The panel of roughly 40 economic experts that the University of Chicago's Booth School of Business surveys regularly on public policy issues has reached its verdict on President Obama's proposal to raise the minimum wage to $9 an hour:
The distortionary costs of raising the federal minimum wage to $9 per hour and indexing it to inflation are sufficiently small compared with the benefits to low-skilled workers who can find employment that this would be a desirable policy.
When weighted by the confidence with which the experts held their opinion, 62 percent agreed with that statement while only 16 percent disagreed (with the rest undecided). That's true even though the panel was evenly divided over whether the increase would make it "noticeably harder for low-skilled workers to find employment.
Obviously, some of the panelists who agreed that the minimum wage increase would make it harder for low-skilled workers to find work still thought it was worth doing. You don't have to abandon basic principles of supply and demand in a competitive labor market to conclude that low-wage workers as a group could benefit from a minimum wage increase. If the employment effect is "noticeable" but relatively small compared with the size of the wage increase, aggregate wages among minimum wage workers would still rise.
Problems could arise if a small group of people were likely to bear most of the burden of the higher unemployment. But if the burden of unemployment were spread relatively evenly (say, it takes a little longer, on average, to land a job because employers become a little pickier) the net gain might be spread relatively evenly as well. That likely would occur in real world low-wage labor markets, where there is a lot of turnover and churning.
But there may be no adverse impact on employment, or just a very modest one.
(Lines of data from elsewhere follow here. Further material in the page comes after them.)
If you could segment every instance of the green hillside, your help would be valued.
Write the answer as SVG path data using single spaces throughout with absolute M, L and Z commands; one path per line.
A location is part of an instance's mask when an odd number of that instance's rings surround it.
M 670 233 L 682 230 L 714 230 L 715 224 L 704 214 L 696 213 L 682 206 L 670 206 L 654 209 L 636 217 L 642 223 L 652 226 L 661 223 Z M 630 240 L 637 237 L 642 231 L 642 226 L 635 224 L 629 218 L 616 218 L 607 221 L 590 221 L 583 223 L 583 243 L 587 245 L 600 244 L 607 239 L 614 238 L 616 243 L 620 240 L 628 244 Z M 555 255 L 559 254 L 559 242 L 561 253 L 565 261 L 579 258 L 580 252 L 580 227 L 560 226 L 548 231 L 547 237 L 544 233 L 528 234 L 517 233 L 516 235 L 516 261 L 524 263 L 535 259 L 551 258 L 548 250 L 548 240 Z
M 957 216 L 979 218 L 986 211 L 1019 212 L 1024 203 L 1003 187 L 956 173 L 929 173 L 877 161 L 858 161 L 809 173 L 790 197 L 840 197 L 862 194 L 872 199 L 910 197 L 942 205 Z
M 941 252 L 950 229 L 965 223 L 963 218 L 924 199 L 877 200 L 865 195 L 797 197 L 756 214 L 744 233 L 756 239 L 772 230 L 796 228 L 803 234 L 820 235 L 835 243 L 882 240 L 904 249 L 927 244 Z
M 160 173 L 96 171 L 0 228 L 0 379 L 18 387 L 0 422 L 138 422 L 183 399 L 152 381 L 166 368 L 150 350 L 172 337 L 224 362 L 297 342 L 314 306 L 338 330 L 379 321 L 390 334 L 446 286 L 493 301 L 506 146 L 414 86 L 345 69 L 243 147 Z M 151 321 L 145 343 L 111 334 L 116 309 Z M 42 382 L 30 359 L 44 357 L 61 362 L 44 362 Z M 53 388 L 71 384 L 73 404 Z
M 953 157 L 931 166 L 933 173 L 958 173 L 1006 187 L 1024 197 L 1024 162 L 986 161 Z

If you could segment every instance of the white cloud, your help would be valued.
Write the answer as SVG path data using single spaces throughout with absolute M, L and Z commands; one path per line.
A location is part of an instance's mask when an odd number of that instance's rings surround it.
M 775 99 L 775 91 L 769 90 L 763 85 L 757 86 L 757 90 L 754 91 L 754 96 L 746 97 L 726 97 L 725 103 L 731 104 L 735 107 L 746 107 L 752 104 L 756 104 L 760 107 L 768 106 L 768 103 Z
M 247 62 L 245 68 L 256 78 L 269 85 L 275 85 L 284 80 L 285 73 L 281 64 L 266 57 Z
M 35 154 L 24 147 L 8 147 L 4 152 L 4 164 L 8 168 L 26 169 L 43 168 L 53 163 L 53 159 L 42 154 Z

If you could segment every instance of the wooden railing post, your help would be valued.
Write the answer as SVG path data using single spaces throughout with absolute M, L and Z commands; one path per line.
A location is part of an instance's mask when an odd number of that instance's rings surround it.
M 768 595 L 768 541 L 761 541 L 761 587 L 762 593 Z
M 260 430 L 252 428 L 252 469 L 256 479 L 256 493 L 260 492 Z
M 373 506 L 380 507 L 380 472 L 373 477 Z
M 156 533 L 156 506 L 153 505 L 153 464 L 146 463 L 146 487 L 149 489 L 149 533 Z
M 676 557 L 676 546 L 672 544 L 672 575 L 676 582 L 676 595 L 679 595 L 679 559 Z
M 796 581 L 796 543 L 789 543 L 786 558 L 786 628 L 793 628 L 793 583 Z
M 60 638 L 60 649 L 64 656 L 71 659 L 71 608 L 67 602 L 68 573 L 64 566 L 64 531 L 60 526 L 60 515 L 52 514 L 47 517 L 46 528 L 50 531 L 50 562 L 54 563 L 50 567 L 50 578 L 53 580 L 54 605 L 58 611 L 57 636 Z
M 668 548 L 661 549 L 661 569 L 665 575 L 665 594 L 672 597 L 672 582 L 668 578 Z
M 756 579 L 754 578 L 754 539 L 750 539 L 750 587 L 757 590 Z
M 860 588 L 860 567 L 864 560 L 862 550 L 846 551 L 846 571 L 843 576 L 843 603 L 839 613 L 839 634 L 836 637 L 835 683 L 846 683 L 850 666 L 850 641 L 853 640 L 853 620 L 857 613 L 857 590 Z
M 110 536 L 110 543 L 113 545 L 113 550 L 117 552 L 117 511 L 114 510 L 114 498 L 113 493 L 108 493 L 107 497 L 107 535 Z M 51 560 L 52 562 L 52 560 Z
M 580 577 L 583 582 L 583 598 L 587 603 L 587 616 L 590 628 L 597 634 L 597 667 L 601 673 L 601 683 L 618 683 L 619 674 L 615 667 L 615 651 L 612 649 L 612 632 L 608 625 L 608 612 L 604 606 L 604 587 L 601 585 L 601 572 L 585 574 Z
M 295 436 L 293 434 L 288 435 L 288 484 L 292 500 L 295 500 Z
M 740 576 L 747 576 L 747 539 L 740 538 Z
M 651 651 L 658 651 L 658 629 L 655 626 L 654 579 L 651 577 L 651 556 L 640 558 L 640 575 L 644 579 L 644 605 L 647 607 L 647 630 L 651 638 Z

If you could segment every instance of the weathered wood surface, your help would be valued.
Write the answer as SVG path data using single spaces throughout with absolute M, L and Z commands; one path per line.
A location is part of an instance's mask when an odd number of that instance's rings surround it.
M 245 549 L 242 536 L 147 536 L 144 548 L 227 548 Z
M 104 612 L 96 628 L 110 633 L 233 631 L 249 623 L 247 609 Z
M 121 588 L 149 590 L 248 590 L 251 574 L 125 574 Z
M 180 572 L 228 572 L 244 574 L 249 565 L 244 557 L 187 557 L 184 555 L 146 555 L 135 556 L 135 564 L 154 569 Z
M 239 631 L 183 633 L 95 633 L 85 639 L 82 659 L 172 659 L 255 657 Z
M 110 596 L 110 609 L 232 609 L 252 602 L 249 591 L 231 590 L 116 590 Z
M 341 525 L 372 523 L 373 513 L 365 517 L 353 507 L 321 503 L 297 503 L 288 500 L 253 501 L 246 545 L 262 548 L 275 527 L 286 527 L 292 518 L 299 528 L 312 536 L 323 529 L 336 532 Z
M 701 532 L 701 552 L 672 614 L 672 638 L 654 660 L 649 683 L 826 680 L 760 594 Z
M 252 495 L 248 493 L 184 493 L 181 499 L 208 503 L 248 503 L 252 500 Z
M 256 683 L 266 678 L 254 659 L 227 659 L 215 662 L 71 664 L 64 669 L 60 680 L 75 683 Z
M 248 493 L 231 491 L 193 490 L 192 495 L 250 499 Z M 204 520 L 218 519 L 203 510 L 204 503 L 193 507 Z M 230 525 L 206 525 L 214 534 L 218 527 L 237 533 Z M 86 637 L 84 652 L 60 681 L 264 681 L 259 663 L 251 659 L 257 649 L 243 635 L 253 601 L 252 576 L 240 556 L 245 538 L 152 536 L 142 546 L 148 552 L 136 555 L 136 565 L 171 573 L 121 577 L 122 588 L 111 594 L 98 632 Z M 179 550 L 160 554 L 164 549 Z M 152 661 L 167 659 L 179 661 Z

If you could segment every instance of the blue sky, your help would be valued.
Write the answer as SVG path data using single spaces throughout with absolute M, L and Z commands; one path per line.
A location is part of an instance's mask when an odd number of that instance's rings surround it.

In this interview, Arindrajit Dube, a leading minimum wage researcher, discusses his own finding of no adverse employment effects and explains why, in more realistic models of the low-wage labor market than the simple competitive supply and demand model, minimum wage laws can make jobs more stable while raising wages.
Center for Economic and Policy Research economist John Schmitt has a an illuminating analysis that summarizes the empirical research and discusses a range of adjustments that employers and workers make that help to explain why so much research finds that the minimum wage has little or no effect on employment. For example, workers may have an incentive to work harder to keep a job that pays more, reducing labor turnover; employers may organize work more efficiently and be less tolerant of shirking; and businesses may raise prices modestly.
One common reaction to proposals to raise the minimum wage is that a better way to help low-wage workers would be to raise the Earned Income Tax Credit. In fact, the Earned Income Tax Credit and the minimum wage are better viewed as complementary policies than as substitutes. In the 1990s, my organization, the Center on Budget and Policy Priorities, labeled them the twin pillars of an effective make-work-pay strategy. That remains the case today. The Earned Income Tax Credit gets people into the labor force very effectively, but it would cost the federal government much more if it had to do the job alone. In addition, people typically receive the Earned Income Tax Credit just once a year—at tax time. The minimum wage does not entail large budget costs but, without the Earned Income Tax Credit, policymakers would have to raise it far above its historical level to provide the same level of support that it does in conjunction with the Earned Income Tax Credit—high enough that the grumpy concerns of critics might prove more convincing than they do now.
The president's proposal will, if enacted, move the minimum wage closer to the top of its historical range in inflation-adjusted dollars but not outside the range of experience tested in existing minimum wage research. My reading of that research puts me with the majority of the Booth panel. It's a desirable policy.